I wanted to allow computers to programmatically access data that was only available through human-interfaces. I started making a wrapper API that sits on top of the ip-relay.com applet. With all of the difficult text-to-speech and speech-to-text taken care of for free it should be fairly easy to make simple APIs for your local Chinese restaurant or family dentist — so long as you specify a simple enough grammar.

A Nonie Moose 05 Nov 05

Amazon might be on to the unspoken maintainance problem these pic-based business searches have.
Example: Joey’s Shoe Store happens to be located next to an Osco Drug. Osco Drug gets bought out, they abandon the space, and a Starbucks moves in. This process can and does now happen within days. What is Google’s/Amazon’s/Yahoo’s commitment to maintainence here and how do they know something changed?
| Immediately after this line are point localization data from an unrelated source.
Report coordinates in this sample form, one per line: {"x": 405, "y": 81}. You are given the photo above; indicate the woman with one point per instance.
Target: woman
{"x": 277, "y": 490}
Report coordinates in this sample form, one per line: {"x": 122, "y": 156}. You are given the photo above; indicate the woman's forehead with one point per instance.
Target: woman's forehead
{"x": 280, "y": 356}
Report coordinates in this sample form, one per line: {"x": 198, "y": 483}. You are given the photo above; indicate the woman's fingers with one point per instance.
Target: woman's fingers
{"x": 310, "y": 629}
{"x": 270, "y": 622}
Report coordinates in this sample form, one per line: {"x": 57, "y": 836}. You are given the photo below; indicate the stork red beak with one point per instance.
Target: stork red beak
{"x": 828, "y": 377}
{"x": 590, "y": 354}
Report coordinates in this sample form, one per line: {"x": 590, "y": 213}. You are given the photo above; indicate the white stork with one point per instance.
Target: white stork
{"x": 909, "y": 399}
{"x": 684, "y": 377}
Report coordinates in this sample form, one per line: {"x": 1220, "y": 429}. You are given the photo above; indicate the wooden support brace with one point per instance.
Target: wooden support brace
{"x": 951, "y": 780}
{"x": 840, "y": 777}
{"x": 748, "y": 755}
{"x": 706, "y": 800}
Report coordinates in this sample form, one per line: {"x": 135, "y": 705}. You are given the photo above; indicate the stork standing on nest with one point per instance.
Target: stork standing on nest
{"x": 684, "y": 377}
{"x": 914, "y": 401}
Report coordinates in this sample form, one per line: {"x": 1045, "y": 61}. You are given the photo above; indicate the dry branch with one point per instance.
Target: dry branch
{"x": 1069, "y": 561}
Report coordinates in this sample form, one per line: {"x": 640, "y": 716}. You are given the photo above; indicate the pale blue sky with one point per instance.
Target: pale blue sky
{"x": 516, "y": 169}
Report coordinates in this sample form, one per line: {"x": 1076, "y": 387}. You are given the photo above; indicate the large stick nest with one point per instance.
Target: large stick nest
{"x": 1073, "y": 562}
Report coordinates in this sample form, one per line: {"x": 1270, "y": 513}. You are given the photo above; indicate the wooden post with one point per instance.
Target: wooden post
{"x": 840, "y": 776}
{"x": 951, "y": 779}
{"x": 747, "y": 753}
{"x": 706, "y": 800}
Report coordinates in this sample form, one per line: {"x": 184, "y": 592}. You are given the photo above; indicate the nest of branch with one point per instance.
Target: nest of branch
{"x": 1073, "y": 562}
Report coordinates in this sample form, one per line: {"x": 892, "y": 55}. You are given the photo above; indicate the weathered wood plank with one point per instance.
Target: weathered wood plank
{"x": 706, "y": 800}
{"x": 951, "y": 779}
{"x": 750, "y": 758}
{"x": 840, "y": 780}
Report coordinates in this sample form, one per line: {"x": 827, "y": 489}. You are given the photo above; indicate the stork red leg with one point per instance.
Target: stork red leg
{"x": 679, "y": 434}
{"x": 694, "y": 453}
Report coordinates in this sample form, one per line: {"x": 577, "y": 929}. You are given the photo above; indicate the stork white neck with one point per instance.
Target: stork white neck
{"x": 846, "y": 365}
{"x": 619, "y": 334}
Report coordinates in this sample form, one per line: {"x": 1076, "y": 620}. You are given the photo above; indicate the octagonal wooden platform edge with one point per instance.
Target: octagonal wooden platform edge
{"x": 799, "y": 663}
Enter Amazon with a steady stream of human reviewers and they’ve got it covered (if they can keep the interest level)

Joseph 05 Nov 05

Jeff, great point about CAPTCHAs, that’s the first thing that came across my mind when I heard about Mechanical Turk.

But hey, this API can be used for more than just image analysis; what other tasks could you see building into an application? i.e. things computers stink at but humans can provide a quick answer?

Sam 05 Nov 05

Metadata. No one likes inputting good metadata. Micro-economics makes it viable. Image searches could be dramatically improved.

Google’s secret program to manually improve their search results with human response fulfills the same function. Humans get paid to look at and rate search results. De-spamming all of Google’s search results sounds impossible, but I imagine a few million dollars could manually de-spamify a fair bit of the popular searches.